Liz dijo que podía encontrarme, pero estoy segura de que se refería «en Búfalo». ¿Durante cuánto tiempo me buscaría? ¿Podía invocarla sin aquella sudadera verde con capucha, la suya…, a cientos de kilómetros de distancia? Debería de intentarlo con mucha fuerza, y eso no era prudente.

Quizá se hubiese ido a la Otra Vida. Eso, probablemente, era algo bueno. Pero, ante la idea de no volver a verla, mi humor se hundió aún más que el de Tori hasta la hora de llegada del autocar, un vehículo tan negro como el nuevo color de mi cabello.

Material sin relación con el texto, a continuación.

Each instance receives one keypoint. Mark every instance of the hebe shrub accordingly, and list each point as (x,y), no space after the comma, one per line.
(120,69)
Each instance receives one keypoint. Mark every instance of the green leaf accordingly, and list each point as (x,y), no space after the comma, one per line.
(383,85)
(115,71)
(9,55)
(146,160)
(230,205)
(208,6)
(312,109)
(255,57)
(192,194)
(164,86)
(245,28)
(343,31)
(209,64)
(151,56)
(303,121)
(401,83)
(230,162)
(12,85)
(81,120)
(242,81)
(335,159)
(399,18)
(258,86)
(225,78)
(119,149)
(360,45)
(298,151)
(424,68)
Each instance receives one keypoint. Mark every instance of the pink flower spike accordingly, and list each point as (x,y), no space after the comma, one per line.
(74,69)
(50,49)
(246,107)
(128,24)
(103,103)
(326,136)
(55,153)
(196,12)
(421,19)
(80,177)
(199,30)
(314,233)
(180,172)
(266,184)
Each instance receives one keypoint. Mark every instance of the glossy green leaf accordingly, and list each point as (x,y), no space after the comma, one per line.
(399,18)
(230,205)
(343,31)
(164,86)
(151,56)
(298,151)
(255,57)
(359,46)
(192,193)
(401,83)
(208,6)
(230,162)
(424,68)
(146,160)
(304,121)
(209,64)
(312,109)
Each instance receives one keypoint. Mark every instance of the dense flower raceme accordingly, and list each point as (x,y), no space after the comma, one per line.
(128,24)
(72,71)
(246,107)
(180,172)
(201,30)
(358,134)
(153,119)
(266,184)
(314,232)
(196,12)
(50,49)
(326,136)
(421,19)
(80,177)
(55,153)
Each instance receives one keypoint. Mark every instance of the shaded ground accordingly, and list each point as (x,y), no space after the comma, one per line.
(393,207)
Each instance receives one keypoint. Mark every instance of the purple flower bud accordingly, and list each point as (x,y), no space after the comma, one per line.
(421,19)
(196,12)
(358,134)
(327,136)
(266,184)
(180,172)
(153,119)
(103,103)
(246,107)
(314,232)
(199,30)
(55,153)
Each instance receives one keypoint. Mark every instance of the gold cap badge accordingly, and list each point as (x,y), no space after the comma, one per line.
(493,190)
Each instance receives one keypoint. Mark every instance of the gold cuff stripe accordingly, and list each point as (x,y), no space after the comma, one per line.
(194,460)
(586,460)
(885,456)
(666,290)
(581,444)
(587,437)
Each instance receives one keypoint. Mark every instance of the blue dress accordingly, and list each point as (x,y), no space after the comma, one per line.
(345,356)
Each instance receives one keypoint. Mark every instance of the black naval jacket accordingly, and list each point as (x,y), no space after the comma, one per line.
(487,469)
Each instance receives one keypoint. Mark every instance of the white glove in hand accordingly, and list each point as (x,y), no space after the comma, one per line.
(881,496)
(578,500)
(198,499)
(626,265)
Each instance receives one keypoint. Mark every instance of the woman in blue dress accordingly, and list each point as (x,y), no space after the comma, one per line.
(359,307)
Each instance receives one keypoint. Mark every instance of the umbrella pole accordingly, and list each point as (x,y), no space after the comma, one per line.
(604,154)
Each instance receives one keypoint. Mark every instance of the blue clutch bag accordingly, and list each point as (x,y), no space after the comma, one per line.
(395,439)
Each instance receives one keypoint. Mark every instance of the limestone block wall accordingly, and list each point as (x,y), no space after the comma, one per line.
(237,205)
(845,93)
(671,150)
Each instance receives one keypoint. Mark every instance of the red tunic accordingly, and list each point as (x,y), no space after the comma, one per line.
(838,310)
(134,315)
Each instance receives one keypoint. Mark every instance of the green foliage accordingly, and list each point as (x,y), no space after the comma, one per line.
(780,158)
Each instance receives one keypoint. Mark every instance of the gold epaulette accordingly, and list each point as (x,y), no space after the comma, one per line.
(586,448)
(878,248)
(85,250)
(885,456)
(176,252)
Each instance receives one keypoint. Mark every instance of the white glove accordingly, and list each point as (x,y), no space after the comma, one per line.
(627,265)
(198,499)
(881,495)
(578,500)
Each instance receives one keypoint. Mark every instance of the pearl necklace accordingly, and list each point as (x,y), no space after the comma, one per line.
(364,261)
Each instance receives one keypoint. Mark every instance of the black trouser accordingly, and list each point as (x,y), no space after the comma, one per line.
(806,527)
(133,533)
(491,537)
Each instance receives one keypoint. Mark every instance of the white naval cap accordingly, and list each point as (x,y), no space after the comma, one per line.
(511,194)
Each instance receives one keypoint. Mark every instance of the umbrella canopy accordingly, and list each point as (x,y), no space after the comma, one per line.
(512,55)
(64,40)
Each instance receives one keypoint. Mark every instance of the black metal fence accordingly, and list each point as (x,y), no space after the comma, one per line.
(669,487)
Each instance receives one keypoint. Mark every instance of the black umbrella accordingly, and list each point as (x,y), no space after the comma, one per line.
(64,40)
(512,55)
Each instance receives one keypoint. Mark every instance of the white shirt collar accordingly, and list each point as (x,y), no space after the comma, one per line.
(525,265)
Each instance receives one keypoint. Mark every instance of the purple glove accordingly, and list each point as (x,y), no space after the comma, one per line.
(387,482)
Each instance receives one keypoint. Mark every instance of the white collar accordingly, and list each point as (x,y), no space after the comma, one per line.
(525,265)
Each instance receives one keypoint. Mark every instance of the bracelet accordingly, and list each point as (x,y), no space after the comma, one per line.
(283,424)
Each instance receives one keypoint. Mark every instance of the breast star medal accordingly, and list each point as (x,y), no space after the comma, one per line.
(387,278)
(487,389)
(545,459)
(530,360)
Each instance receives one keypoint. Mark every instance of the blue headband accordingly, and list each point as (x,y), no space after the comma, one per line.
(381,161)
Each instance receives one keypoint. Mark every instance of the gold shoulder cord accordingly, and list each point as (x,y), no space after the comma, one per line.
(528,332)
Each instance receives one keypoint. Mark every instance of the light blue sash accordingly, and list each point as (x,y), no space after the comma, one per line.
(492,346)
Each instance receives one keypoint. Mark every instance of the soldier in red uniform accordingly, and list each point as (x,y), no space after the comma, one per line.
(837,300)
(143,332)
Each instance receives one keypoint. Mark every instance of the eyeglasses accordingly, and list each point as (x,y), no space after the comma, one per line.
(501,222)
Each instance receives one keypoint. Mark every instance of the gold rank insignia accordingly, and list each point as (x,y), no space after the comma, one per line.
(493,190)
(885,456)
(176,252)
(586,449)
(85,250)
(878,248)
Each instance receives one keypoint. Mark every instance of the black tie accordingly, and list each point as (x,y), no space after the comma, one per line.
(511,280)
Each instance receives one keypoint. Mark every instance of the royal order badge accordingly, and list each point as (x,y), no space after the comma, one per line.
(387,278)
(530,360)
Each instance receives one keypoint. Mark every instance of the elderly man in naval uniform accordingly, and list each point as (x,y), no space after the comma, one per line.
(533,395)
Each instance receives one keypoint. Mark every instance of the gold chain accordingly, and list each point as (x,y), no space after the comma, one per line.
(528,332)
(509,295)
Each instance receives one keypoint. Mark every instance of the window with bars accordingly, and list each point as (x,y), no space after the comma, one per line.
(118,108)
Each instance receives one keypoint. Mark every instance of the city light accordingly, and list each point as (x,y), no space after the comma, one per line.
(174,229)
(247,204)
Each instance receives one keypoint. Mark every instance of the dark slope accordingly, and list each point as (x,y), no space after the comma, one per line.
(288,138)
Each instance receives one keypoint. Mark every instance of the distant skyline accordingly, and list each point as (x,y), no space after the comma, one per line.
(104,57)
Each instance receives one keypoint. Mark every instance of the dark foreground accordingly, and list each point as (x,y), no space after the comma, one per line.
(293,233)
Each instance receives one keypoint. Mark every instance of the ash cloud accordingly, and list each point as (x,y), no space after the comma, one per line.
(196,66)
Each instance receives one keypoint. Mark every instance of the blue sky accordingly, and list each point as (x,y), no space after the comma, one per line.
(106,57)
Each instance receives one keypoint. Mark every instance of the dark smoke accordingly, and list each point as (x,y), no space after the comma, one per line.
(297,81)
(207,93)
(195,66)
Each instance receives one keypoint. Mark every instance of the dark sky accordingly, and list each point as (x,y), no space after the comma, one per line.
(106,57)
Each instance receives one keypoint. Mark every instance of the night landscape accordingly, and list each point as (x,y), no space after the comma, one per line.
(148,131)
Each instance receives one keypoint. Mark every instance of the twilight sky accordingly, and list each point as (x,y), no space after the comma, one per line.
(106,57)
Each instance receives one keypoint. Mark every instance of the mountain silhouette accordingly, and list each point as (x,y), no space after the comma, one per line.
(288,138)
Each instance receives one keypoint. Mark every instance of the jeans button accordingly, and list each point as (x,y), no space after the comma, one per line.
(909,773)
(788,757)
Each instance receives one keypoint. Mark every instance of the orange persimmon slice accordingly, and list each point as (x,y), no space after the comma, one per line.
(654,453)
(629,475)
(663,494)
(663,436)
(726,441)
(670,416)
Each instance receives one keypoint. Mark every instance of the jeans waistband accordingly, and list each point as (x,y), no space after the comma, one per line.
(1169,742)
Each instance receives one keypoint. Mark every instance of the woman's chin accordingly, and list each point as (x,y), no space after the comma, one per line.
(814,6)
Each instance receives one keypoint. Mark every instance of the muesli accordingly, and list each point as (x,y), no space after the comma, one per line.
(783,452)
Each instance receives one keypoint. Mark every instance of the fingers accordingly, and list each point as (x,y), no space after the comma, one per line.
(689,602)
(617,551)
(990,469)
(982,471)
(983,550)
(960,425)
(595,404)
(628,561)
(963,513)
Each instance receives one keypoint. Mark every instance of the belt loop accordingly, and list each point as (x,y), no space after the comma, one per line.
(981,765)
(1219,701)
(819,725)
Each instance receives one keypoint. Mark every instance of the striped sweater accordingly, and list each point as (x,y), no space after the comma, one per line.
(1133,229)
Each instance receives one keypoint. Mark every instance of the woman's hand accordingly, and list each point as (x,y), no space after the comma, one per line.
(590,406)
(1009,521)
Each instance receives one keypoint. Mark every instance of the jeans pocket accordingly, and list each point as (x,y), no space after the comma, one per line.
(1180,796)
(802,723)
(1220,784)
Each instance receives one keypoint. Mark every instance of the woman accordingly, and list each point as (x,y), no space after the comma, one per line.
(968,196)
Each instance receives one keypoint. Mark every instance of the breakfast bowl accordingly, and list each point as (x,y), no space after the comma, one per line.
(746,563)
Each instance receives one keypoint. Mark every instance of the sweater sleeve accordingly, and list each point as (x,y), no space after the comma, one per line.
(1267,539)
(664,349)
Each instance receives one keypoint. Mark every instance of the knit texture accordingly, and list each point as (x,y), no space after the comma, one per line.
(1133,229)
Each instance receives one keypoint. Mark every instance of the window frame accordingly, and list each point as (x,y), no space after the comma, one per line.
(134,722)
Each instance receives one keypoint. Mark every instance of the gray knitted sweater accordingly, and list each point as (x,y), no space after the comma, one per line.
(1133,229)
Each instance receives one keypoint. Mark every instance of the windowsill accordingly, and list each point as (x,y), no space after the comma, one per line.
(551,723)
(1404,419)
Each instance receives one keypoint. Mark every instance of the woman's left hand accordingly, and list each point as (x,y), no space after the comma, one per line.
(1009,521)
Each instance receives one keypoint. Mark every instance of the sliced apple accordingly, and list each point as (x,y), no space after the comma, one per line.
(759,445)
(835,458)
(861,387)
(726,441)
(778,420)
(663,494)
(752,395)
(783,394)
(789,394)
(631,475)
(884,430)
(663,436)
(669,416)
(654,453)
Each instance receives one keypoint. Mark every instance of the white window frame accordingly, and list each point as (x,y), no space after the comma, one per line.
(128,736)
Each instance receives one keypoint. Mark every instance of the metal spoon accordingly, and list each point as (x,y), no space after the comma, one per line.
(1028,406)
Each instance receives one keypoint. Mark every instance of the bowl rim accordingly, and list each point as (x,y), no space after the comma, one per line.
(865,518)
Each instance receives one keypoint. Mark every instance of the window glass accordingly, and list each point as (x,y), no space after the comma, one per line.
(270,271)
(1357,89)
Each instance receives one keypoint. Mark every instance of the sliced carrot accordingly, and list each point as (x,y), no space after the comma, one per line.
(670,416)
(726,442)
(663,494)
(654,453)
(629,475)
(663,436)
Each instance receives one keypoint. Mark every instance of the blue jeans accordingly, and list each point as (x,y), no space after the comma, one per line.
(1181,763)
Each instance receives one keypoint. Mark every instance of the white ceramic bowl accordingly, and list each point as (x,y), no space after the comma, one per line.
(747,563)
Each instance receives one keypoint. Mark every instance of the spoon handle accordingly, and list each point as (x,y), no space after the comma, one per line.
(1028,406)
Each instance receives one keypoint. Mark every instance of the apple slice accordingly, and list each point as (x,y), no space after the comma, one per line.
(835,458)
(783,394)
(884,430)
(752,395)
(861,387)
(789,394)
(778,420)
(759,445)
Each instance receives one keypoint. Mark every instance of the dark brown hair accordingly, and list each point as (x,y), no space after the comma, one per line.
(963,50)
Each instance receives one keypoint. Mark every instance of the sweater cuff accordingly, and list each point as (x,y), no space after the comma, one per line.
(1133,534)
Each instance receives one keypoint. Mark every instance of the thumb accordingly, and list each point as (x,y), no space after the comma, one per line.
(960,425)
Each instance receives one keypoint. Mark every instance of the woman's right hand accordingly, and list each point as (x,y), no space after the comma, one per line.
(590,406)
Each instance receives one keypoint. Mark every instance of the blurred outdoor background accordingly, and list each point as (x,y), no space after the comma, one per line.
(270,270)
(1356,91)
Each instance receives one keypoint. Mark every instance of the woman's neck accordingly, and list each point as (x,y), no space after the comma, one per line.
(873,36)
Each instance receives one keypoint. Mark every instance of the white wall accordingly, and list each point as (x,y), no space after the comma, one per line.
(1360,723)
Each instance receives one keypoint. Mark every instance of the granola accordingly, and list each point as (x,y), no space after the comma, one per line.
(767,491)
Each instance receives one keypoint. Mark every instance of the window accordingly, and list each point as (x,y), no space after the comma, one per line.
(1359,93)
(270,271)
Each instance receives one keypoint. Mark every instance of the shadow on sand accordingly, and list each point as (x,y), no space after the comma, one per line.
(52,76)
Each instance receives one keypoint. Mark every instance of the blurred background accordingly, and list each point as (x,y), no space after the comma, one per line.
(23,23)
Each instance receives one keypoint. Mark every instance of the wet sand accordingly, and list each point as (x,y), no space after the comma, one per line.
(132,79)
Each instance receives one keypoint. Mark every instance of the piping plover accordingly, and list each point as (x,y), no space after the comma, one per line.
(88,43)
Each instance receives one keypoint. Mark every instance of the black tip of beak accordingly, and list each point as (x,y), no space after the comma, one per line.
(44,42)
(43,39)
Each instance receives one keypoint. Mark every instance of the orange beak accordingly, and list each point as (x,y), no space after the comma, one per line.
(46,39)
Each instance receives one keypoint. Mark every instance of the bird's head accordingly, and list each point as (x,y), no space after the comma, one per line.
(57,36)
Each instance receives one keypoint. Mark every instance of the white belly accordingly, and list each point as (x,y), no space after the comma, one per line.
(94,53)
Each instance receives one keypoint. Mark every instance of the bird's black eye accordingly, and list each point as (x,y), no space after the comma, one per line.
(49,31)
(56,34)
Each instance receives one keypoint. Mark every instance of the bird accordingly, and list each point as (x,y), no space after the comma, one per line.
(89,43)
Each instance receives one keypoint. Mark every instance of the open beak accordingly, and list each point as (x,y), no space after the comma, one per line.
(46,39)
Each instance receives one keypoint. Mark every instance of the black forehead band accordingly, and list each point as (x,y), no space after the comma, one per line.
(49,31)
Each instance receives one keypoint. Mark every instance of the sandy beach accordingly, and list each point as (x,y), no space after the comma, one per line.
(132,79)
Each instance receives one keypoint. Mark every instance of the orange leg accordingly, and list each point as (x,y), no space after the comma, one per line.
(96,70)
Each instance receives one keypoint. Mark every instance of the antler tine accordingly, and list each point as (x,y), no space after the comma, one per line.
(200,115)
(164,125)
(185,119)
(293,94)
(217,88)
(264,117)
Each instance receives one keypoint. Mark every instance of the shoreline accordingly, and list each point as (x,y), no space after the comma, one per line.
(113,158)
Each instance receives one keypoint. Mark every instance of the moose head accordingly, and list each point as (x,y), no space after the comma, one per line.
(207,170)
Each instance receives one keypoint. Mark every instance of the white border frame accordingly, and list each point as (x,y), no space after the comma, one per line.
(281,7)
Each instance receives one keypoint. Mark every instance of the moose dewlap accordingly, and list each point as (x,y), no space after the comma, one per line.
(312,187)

Simon se había ido a coger unos refrescos para el viaje. Tori ya se encontraba fuera de la puerta de embarque. Mientras forcejeaba para colocar mi mochila, Derek la agarró y se la echó al hombro, lo cual hubiese sido muy amable si no supiese que sólo estaba apurándome.

—Deja de enfurruñarte —dijo caminando a mi lado—. Sólo es pelo.

—Eso no es… —me callé. ¿Para qué molestarse?

Simon trotó para unirse a nosotros en la fila de pasajeros. Me tendió un Dr. Pepper.

—¿Estás bien?

—Pensaba en mi padre y Liz. Me gustaría haberles dicho que nos íbamos.

Derek se inclinó hasta mi oído.

—Sonríe, ¿vale? —susurró—. Parece que te están secuestrando, y hay gente mirando.

Lancé un vistazo alrededor. Nadie nos prestaba atención. Simon rebasó a su hermano empujándolo con el hombro y susurrando:

—Déjalo ya.

Me señaló el primer asiento libre.

—¿Ése está bien?

Asentí y entré.

—Atrás hay más sitio —dijo Derek—. Aquí no podemos sentarnos todos juntos.

—No, no podemos —replicó Simon colocándose a mi lado.